Bigdata DNA analysis

Some time ago I worked on a very important project about DNA variants analysis. Everyone in this world has a lot of DNA variants, most of them mean nothing, but some of them are important. Scientists from different parts of the world have opened gigabytes of useful knowledge about different variants. The goal of our project is to find something useful in this heap of data and probably save life to a patient. DNA

What is DNA variant?

DNA is a very complicated thing, but we as IT engineers can use an abstraction and consider it as a sequence made of symbols “A”, “C, “G” and “T”, i.e. “ACCCGTTTA…”. Everyone on our planet (at least for now) has almost the same DNA sequence, but one may have some difference in some point comparing to the majority of other people - this is called a variant.

Everyone can provide a sample to a laboratory and get a personal list of variants. Usually a laboratory provides list of variants in some part of DNA (genes) depending on its specialization. A list of variants describes positions and other properties of variants, depending on laboratory a list can be size up to several gigabytes.

What do we know about variants?

We know much about them. The problem is that this knowledge is distributed into different databases which are quite big (up to 500 gigabytes). A doctor must have opportunity to find all possible information for all variants of a patient - now the ball is in ours court to provide it.

Why not just indexing?

Unfortunately, it is not so simple. Yes, some famous variants are known as a reason of some diseases, like variant in gene X causes disease Y, so if a patient has X variant we can perform some actions. Some knowledge items are smarter, something like: “If a patient has variant X1 or variant2 together with variant Y which has frequency among Indian > 0.1” => it means a patient may have disease D”. Conditions like that make us think that we need cartesian product of VARIANT x KNOWLEDGE to solve the problem, but it is long and expensive.

Our optimization (example with house party)

We expected not too many patients per day, but we didn’t want them to wait long for result. That is why we need powerful computation equipment for each patient, but we want to optimize charges for that - this is the first point of optimization.

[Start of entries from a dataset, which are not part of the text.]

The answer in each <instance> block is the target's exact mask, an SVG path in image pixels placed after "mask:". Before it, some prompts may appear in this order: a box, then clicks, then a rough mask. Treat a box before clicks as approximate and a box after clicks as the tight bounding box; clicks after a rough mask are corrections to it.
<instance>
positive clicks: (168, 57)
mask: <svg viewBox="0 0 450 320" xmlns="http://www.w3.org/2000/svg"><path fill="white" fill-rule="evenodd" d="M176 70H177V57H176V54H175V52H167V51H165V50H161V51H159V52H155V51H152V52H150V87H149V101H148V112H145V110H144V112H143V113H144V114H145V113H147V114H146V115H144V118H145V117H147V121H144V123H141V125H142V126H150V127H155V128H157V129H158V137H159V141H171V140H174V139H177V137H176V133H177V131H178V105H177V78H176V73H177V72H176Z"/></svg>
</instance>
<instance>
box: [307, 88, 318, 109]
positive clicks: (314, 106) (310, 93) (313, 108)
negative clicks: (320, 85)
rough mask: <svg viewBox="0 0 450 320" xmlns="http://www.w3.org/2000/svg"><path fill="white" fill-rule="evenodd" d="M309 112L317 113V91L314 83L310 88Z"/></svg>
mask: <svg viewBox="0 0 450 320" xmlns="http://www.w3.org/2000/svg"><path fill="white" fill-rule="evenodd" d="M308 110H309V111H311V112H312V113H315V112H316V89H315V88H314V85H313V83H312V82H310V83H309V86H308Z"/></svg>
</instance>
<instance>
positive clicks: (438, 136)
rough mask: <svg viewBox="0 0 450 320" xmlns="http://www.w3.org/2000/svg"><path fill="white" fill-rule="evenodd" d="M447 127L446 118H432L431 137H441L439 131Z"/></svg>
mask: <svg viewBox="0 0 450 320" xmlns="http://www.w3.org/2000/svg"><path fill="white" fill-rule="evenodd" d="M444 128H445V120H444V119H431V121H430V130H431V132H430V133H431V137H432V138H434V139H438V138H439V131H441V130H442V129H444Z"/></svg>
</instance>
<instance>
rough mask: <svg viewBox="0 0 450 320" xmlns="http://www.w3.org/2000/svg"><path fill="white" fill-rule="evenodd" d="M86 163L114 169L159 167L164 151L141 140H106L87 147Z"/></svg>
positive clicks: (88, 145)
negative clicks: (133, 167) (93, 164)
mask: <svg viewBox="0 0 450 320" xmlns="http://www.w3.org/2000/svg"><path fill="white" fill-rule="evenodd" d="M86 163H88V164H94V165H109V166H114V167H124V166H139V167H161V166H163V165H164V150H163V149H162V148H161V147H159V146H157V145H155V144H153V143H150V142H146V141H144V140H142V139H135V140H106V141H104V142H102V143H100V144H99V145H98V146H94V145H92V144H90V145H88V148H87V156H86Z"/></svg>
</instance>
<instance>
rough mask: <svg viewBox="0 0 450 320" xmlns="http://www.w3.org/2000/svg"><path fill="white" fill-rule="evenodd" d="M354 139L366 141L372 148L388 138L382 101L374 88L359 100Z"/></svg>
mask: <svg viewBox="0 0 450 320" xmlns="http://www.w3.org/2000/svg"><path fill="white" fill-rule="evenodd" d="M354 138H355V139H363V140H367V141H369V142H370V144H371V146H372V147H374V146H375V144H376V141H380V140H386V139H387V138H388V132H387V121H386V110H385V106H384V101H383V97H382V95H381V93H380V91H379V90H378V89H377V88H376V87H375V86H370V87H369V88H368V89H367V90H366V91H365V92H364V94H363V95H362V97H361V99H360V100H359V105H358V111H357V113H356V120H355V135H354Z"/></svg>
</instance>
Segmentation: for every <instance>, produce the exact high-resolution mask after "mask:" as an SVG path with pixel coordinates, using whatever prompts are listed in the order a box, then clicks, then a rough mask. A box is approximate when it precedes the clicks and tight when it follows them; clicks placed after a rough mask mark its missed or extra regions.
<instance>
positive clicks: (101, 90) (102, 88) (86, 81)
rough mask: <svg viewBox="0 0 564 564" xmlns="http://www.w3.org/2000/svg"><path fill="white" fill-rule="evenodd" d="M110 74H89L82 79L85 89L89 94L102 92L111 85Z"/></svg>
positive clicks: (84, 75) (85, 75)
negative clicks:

The second point is algorithm optimization. I can’t expose all secrets, but can explain the common idea. Imagine you are going to have a party at you home tonight. I’m sure you have a big house and have 1000 friends. Every friend prefer some dish/drink which you can buy in the shops of your city. You can go shopping and visit all shops and find all needed items for all your 1000 friends and provide the best party, but it is too expensive. The better option is to call your friends and understand who is going to visit you today and then provide items only for guests who confirmed the visit. Almost the same idea has been implemented in our case, we just filtered the initial list of variants by some criteria to avoid hard queries to big databases of knowledge. It was just an elegant way of using knowledge databases ony by one is a sequence, cheap first.

Prototype

We used MapReduce model to handle patient’s variations. Some variants can be handled/excluded/annotated independently of other variants that is why MapReduce model is extremely useful here. The process of handling each part of list of variations is a lot of resources consuming and needs specific soft to be used. We wanted it to be launched in some prepared environment where all soft is already installed. We were discussing using Spark or AWS Fargate for that purposes. Due to the fact, that we didn’t expect load all time, AWS Fargate has been chosen. It can be launched via API, perform some calculations and shut down after - pay only when we use it. After all parts of variants are handled, we unite them together in one list again and perform final handling that is almost cartesian product with several knowledge bases. However, it is acceptable because the amount of variants is not so huge like in the beginning.

Explanation

Results

Summarizing all together, we built a prototype of the system which is able to provide invaluable information for a patient by given list of variants using the most advanced human knowledge bases. It takes several minutes and not expensive. The system is easy scalable in both sides, so you can handle high load if it comes and not pay much when you don’t have many patients.